No final de insurgente, quando o conteúdo da mensagem de Edith Prior foi revelado e o "reinado" de Jeanine teve fim, as facções desmoronaram. Agora é a Evelyn Eaton quem esta no comando (a mãe de Quatro e líder dos sem-facção) e o filme começa exatamente com o julgamento e execução daqueles que estavam ao lado de Jeanine. Evelyn está decidida a não deixar que o sistema de facções volte a ser implementado.  Porém, paira uma dúvida no ar, o que existe depois do muro? Ela acredita que essa pergunta não precisa ser respondida e não permite que os nossos mocinhos se aventurem lá fora. Mas isso obviamente nunca impediu Tris, Quatro, Cristina, Peter, Tori ou qualquer outro membro da Audácia de agir. Então, eles partem para além do muro e Evelyn os declara como traidores.

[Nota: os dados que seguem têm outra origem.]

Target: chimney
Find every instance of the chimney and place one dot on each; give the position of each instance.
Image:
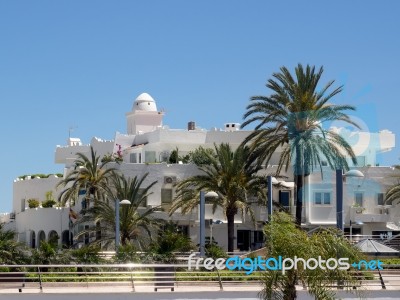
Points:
(191, 125)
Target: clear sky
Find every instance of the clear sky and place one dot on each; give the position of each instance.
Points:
(81, 64)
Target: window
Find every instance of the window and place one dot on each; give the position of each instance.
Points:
(140, 196)
(358, 199)
(86, 237)
(322, 198)
(380, 199)
(284, 198)
(166, 198)
(150, 156)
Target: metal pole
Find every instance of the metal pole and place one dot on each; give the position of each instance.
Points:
(339, 199)
(202, 222)
(351, 231)
(269, 194)
(116, 225)
(211, 226)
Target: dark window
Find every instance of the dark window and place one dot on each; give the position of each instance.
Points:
(284, 198)
(381, 198)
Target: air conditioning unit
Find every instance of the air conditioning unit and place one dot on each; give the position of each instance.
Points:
(169, 179)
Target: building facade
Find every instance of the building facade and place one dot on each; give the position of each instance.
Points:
(146, 147)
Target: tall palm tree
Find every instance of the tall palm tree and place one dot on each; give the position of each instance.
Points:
(291, 121)
(232, 177)
(89, 175)
(285, 239)
(133, 221)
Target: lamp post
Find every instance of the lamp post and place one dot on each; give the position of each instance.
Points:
(117, 203)
(203, 197)
(269, 194)
(351, 228)
(339, 193)
(212, 222)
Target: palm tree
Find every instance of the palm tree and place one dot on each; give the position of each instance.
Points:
(285, 239)
(133, 221)
(232, 177)
(89, 175)
(393, 192)
(291, 120)
(11, 252)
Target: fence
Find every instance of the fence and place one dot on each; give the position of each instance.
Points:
(153, 277)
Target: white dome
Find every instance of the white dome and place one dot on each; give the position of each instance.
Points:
(144, 102)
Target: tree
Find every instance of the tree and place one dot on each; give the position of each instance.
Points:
(393, 192)
(291, 120)
(169, 241)
(231, 176)
(285, 239)
(133, 221)
(90, 176)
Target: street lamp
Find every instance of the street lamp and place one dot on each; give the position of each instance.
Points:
(339, 193)
(117, 204)
(203, 197)
(351, 228)
(212, 222)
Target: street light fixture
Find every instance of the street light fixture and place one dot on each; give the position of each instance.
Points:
(212, 222)
(351, 228)
(203, 197)
(117, 204)
(339, 193)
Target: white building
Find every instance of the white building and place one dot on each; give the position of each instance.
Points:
(146, 147)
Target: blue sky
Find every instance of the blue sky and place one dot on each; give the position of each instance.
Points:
(82, 63)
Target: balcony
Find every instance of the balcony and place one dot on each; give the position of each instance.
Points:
(370, 215)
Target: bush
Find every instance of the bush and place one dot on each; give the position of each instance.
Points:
(48, 203)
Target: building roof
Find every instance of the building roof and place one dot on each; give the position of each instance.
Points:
(144, 102)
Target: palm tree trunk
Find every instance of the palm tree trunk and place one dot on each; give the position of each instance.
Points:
(299, 198)
(231, 231)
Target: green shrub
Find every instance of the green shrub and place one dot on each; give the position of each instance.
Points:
(48, 203)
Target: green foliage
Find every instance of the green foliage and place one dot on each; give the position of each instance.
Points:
(33, 203)
(215, 251)
(48, 253)
(136, 222)
(169, 241)
(48, 203)
(290, 122)
(90, 176)
(233, 176)
(88, 254)
(128, 253)
(284, 238)
(202, 156)
(11, 252)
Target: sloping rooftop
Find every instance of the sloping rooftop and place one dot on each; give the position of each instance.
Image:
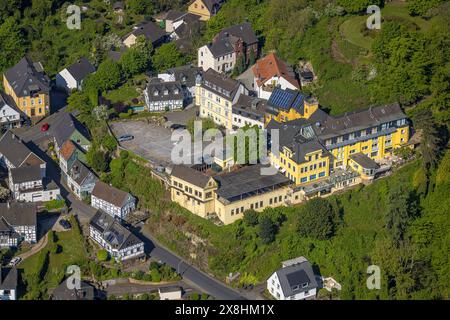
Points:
(15, 150)
(62, 292)
(27, 76)
(19, 213)
(113, 232)
(190, 175)
(246, 182)
(8, 278)
(364, 161)
(220, 84)
(271, 66)
(81, 69)
(296, 278)
(110, 194)
(26, 174)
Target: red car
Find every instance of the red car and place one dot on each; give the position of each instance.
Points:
(44, 127)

Muitos fãs de Divergente não gostam quando a série é comparada com Jogos Vorazes, mas curiosamente a Evelyn me lembra muito a Coin e também não parece ser muito melhor que a Jeanine (pena que a Tris não deu uma de Kastniss no final de Insurgente hahahah). E, com suas atitudes autoritárias acaba criando inimizade com Johana Reyes, líder da amizade e, dessa vez, a facção que preza tanto pela paz, talvez não  consiga evitar um conflito...

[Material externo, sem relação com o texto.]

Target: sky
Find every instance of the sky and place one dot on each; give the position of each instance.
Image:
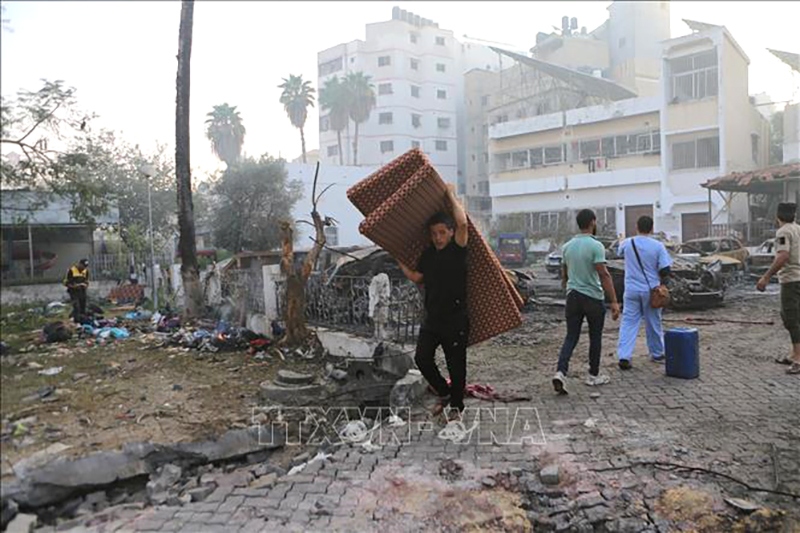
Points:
(121, 55)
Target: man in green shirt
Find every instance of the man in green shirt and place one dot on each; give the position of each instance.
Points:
(585, 278)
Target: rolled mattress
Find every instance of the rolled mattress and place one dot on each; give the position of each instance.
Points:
(397, 202)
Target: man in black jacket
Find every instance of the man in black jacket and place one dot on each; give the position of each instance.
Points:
(442, 270)
(77, 282)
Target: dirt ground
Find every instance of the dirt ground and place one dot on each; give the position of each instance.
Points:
(126, 391)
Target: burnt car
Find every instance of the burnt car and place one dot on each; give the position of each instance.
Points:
(727, 250)
(693, 285)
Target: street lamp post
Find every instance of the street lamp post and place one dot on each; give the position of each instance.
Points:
(149, 171)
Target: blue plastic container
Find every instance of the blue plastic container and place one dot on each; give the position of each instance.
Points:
(682, 346)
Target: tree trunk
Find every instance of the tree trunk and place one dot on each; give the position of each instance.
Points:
(355, 147)
(192, 293)
(303, 145)
(296, 331)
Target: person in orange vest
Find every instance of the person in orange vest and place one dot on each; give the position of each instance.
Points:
(77, 282)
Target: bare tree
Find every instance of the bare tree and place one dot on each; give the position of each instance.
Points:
(190, 272)
(297, 277)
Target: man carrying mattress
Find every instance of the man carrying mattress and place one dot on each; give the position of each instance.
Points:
(442, 270)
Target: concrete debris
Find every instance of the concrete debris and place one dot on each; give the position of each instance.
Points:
(22, 523)
(550, 475)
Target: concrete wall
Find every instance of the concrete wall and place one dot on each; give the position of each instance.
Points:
(49, 292)
(791, 133)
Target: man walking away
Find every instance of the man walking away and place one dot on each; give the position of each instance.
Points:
(647, 264)
(77, 282)
(585, 278)
(787, 266)
(442, 270)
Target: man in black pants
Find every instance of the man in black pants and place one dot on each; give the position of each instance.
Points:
(586, 278)
(77, 281)
(442, 270)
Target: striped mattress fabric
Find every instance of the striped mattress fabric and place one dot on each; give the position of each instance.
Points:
(397, 202)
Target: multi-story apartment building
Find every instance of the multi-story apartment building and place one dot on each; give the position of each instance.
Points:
(642, 155)
(417, 69)
(622, 56)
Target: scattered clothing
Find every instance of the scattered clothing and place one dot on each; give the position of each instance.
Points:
(488, 393)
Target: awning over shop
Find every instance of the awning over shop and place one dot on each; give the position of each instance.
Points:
(770, 180)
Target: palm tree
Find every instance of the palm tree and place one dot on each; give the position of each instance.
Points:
(297, 97)
(335, 97)
(226, 132)
(362, 102)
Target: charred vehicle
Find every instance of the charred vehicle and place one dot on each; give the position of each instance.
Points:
(693, 285)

Os audaciosos ficam bastante surpresos com o que encontram lá fora, toda a tecnologia e a ausência de facções parecem ser a melhor coisa do mundo. Mas não demora muito para que o encantamento se desfaça e eles enxerguem que as mazelas, o egoísmo e a ganância estão em todo lugar, apenas se apresentam de formas distintas e não seria diferente dessa vez. Até porque, de uma forma ou de outra, existe uma segmentação na sociedade além muro, mas ao invés de facções o que conta é a pureza. Então, novamente eles precisam entrar em ação para salvar a a velha Chicago.

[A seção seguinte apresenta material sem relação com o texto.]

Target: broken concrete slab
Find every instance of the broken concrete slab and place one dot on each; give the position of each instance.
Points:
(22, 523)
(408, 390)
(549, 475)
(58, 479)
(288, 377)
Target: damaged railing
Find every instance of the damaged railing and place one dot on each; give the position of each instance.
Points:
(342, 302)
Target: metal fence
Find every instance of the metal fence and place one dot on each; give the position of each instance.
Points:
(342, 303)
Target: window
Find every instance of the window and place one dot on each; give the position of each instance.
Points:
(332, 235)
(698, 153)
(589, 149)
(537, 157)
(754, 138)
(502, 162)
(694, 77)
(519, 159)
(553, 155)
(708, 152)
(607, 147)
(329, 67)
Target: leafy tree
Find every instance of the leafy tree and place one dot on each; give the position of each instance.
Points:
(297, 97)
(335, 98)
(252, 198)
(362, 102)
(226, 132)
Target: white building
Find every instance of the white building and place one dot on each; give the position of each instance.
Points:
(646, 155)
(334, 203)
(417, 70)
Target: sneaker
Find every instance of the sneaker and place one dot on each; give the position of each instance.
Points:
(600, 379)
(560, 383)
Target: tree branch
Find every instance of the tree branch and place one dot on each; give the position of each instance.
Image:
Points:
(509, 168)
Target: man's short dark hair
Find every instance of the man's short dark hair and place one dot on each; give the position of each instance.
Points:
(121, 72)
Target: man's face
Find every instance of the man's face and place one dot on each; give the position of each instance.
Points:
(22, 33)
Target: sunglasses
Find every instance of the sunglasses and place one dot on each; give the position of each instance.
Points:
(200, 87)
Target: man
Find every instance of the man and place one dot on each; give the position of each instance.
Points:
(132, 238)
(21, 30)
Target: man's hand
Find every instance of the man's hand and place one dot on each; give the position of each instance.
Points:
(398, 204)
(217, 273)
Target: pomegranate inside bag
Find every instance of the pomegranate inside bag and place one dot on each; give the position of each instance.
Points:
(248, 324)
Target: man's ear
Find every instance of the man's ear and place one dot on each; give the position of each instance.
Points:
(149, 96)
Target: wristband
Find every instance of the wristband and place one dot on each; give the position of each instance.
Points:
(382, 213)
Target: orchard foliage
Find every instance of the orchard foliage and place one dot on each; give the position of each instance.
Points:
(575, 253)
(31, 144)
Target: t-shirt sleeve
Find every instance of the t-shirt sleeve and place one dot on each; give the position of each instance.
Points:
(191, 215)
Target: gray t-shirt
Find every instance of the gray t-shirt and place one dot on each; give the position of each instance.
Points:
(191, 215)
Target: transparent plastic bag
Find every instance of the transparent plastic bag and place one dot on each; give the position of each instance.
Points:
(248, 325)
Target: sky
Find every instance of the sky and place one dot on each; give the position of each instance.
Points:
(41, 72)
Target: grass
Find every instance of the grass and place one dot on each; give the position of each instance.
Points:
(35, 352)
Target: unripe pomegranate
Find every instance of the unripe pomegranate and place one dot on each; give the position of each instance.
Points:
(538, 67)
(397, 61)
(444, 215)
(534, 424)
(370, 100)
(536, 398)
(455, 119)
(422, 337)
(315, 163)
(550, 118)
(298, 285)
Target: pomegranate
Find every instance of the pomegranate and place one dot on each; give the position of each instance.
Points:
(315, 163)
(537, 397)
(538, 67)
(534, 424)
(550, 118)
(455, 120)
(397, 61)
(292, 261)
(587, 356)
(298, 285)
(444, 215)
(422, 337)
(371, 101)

Os cenários futuristas ficaram realmente muito bons, mas talvez se o filme tivesse tido um pouco mais de ação teria agrado mais aos seus telespectadores. Eu particularmente não achei o filme ruim, só fiquei incomodada porque a adaptação fugiu do livro, principalmente no final, eles definitivamente poderiam ter acabado a história nesse longa e eu não faço ideia do que irão fazer no próximo. O último filme da saga, Ascendente, está com estréia prevista para junho de 2017. Outra coisa foi que eu não gostei muito da atuação da Shailene Woodley (Tris), ela não me pareceu ter "incorporado" a personagem, ficou muito apagada e as vezes eu tive a impressão dela estar com uma postura um pouco desleixada para alguém que pertence à Audácia. O Miles Teller (Peter) e o Ansel Elgort (Caleb) também poderiam ter se saído melhor. Guardo os elogios apenas para o Theo James (Quatro), que atuou muito bem.

Mas, críticas à parte, aguardo ansiosa pelo próximo filme para saber qual será o desfecho da saga nas telonas. Espero que o novo diretor saiba como surpreender os fãs com um Grand Finale e acabe com todas frustrações dos admiradores da trilogia (ou quadrilogia, no cinema).